Words Sophie Dunsford
Photos Kim Anderson – Shoot The Wicked Witch
Those chord progressions! Pat Decline’s hair! Drunk guys diving off the stage! Passionate fans wholeheartedly singing along with Pat Decline and Dan Cribb’s harmonies! After a whirlwind national tour, The Decline returned home to Perth for their Can I Borrow A Feeling? EP Launch at The Rosemount Hotel.
Earlier that night perennially energetic and youthful synth-pop punkers, Being Beta, played their earworm tunes as proudly grinning friends gathered. Their loyal fan base sung along and bopped about to fun and familiar tracks as the boys performed their well-rehearsed songs interspersed with Andy Storey’s trademark on-stage antics.

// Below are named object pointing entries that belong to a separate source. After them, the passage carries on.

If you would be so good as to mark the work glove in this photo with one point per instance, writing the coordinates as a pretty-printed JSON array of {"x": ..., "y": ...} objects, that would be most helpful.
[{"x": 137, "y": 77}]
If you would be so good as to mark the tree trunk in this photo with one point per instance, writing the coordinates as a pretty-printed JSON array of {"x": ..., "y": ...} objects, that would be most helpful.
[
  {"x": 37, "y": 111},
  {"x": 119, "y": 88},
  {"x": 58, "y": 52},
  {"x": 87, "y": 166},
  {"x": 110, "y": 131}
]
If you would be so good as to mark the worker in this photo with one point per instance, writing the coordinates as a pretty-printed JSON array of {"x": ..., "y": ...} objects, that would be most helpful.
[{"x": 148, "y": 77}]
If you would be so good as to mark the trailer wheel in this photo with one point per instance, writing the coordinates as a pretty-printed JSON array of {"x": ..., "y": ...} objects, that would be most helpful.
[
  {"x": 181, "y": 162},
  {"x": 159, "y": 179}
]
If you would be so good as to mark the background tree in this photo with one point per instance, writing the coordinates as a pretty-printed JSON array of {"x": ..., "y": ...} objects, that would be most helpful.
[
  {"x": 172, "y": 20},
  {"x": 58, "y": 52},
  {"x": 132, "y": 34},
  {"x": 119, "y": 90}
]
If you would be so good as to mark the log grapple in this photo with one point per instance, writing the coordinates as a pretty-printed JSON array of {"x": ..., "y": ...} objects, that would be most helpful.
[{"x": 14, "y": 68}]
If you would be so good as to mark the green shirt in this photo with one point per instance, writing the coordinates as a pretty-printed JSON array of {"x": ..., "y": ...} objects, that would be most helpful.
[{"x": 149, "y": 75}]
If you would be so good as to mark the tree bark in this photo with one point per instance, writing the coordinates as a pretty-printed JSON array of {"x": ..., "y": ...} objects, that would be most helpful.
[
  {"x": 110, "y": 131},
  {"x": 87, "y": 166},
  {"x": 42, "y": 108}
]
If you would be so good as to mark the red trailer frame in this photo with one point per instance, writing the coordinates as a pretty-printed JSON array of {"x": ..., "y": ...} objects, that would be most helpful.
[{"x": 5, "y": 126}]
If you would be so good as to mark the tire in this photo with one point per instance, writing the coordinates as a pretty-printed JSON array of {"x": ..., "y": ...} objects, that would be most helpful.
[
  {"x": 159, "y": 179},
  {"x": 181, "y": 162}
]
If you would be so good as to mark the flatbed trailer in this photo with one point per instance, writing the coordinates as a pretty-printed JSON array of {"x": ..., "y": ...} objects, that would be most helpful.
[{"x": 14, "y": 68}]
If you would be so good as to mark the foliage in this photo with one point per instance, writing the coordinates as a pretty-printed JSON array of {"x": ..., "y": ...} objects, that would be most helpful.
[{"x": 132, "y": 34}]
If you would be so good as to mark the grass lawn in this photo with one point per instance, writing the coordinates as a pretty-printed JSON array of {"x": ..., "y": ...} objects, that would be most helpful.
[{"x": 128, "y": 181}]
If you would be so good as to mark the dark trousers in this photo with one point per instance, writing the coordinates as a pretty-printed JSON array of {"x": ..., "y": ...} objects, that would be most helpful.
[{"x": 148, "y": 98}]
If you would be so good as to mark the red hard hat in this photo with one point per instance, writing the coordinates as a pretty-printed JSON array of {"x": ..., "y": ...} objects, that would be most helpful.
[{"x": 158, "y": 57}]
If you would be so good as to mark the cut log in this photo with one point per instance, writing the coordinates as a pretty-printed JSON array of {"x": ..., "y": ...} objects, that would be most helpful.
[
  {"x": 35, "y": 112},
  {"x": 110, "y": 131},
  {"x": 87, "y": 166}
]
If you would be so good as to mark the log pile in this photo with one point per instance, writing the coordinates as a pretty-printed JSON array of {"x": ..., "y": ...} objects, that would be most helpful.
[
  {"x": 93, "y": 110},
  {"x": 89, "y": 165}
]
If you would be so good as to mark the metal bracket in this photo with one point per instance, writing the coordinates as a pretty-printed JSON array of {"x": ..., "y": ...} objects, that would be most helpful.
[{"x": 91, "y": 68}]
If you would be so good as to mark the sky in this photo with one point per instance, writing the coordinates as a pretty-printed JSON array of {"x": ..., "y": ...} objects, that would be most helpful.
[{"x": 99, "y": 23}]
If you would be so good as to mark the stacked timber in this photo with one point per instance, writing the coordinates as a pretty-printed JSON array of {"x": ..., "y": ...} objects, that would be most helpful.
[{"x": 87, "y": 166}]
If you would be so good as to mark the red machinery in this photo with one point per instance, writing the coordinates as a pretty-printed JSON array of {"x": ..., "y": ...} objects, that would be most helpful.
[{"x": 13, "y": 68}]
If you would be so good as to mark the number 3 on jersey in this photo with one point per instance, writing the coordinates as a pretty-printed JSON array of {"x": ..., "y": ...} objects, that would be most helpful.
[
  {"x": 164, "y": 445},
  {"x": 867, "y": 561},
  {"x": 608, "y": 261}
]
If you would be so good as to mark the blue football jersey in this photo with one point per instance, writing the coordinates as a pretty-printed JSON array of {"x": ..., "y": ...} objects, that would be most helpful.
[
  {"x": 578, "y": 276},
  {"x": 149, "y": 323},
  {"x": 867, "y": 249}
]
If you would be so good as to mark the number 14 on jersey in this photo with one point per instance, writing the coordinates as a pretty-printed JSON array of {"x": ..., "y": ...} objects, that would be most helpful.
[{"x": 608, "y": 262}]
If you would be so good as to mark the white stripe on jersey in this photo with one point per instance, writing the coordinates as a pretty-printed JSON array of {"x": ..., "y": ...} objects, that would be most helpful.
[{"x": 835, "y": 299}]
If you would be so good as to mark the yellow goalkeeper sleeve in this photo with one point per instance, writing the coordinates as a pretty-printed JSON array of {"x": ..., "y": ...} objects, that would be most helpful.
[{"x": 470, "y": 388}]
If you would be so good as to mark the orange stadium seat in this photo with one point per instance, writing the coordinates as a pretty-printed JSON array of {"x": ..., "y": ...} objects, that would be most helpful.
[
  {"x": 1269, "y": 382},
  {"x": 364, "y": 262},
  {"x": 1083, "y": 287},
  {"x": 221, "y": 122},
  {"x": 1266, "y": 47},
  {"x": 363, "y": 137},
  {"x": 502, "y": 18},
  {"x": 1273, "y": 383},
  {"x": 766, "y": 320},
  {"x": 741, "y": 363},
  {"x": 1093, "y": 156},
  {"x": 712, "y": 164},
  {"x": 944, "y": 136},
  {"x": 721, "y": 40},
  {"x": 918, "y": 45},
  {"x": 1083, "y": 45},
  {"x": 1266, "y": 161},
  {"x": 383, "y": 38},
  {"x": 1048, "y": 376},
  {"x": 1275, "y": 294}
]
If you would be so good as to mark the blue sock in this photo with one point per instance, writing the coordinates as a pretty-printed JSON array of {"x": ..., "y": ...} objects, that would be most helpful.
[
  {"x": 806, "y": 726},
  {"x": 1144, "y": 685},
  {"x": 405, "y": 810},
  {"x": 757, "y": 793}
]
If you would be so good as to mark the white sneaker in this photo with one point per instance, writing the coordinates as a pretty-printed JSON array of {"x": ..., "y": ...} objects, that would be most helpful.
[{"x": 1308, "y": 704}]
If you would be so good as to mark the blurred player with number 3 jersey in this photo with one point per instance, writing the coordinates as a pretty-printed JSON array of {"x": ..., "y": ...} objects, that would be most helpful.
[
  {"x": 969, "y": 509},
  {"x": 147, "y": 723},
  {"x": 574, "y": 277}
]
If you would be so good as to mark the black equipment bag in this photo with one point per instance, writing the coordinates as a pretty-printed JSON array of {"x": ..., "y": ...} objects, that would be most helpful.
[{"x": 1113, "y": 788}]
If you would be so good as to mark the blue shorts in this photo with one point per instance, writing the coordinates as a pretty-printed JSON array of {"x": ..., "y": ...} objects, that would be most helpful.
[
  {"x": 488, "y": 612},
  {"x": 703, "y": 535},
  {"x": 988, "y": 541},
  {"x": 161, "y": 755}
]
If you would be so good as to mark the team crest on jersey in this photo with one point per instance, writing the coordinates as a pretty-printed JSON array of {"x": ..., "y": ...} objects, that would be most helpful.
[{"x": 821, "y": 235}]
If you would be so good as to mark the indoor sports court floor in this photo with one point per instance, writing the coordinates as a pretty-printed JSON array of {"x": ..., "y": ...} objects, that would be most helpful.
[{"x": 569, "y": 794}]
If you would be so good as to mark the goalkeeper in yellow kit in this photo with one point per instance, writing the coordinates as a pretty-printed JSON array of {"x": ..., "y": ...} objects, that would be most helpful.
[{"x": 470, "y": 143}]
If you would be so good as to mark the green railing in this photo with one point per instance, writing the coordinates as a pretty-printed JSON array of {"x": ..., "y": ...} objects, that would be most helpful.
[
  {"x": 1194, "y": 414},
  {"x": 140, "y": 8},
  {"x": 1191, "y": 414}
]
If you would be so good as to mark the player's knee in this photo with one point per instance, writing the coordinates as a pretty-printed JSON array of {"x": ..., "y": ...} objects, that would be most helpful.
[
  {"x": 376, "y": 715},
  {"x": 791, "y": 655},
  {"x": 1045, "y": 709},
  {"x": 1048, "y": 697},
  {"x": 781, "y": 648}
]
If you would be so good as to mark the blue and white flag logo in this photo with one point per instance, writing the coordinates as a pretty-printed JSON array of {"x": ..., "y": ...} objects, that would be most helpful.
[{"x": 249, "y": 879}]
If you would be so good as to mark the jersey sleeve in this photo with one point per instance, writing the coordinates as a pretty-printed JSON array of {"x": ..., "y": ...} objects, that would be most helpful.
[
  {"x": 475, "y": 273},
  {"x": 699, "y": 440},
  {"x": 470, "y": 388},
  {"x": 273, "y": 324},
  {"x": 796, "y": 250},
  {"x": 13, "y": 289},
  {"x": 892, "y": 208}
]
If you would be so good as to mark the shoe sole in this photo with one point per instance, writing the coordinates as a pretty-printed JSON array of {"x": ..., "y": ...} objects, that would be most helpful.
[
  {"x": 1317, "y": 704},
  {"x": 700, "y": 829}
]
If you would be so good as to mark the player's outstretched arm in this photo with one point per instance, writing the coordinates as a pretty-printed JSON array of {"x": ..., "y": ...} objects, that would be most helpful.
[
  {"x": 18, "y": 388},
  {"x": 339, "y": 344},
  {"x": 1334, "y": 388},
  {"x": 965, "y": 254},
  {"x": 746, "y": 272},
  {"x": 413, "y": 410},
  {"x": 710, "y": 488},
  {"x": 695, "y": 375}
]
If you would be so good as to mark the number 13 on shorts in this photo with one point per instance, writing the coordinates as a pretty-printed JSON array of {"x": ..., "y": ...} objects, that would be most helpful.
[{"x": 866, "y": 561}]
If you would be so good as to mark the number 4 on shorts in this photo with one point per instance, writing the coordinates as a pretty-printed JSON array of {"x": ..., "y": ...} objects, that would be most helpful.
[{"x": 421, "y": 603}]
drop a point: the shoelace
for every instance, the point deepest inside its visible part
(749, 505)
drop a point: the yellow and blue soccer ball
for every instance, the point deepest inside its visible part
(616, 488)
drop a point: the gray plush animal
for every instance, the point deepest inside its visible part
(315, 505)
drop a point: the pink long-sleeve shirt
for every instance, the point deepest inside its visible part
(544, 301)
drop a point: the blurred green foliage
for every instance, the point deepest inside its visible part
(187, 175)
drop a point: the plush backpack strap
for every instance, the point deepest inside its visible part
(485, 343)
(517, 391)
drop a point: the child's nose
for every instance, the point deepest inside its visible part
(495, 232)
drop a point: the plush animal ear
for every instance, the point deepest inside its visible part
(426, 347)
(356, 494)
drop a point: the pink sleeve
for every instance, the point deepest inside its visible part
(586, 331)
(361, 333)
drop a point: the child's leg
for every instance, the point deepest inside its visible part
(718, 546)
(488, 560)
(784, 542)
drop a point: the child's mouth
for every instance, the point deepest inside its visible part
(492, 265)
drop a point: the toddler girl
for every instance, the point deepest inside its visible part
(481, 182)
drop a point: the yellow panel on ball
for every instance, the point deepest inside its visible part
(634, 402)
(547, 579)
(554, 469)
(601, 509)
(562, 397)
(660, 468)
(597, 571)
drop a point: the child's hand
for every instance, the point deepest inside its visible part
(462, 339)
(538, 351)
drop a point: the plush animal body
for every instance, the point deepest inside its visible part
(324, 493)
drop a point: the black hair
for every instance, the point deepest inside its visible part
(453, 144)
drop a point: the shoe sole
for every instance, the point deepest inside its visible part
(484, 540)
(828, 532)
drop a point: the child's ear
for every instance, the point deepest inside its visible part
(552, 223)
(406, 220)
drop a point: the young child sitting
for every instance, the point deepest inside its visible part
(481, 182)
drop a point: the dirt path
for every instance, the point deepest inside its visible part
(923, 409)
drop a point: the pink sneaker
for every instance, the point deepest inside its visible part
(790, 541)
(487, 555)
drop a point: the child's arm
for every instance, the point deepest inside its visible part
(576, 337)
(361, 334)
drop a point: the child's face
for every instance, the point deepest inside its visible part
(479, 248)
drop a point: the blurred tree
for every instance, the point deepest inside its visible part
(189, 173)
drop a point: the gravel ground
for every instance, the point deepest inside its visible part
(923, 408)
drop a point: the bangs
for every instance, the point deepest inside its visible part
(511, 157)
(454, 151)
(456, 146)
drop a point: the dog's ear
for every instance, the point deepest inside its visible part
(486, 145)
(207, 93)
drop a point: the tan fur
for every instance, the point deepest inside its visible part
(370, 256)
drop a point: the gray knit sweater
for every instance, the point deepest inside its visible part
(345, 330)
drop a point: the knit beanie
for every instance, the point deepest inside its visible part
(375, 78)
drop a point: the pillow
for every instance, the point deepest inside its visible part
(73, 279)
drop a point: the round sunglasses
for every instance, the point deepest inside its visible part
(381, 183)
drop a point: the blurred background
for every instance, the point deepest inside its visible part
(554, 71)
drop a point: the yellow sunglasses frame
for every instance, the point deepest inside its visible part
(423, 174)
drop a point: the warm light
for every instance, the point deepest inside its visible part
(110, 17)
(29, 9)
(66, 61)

Sail On! Sail On! frontman Skinny hollered lyrics at the growing crowd. Their less pop and more punk vibe attracted an older and more bearded crowd. A friend brought beers to the stage. The guys looked impressed and Skinny (whose fantastic beard was a hot discussion topic outside after the set) voiced their collective gratitude: “Thanks to Dylan who gave us the beer. Can we have a round of applause for beer please?”
Tired Lion’s sweet Betty Boop-esque vocals enchanted the audience. This band was anything but tired! They were full of spunk, energy and guitar riffs reminiscent of 90s rock bands. Their vibe had people rollicking from the moment they started to play. Each song was greeted with louder and more enthusiastic applause; clearly the audience was thoroughly enraptured. Vocalist Sophie Hopes had incredible stage presence and interacted with the audience confidently, and she was evidently stoked about sharing the night with the headliners, “Let’s give a motherfuckin’ fuck yeah for The Decline!”
Pat Decline came in during Tired Lion’s set and was greeted with high-fives from people in the crowd as he made his way to the front of the room.
Main support The Novocaines played to a slightly sparser crowd. Perhaps this highly talented and well-respected band was too loud and heavy for the ears of those who had retreated to the beer garden. Remaining giggers watched like statues; this wasn’t a dancey affair, although a small drunk group jigging by the ATM machine thought otherwise. The Novocaines played an excellent set, but seemed to know that the crowd wasn’t feeling it, “Just a couple more songs and then we’ll get out of your way.” Ouch.
At 11.27pm an eager crowd watched The Decline’s sound check like it was a performance. 11.29pm and there was a flurry of excitement as people found their friends and claimed positions. The set started with a bang and there was an instant mini-mosh in front of the stage. The varied set provided one rapturous moment after another. Noah Skape (FAIM) supplied guest vocals for Excuse Me. When they played Cool Kids Can’t Die, the mosh became seriously enthusiastic with guys climbing onto the stage and leaping off; the correct reaction to The Decline’s skate punk sounds! Some attempted to crowd surf but the rabble was too thin to carry any weight. During a rare rehydration pause, Pat Decline took the opportunity to say “It’s fuckin’ awesome how many people are here!” The revellers turned manic upon hearing Treasure Island Was a Sausage Fest, but Showertime in the Slammer was the clear favourite of the set. The crowd responded perfectly, knowing exactly when to sing, clap in time, yell out whoa-oh-ohs and when to simply go nuts!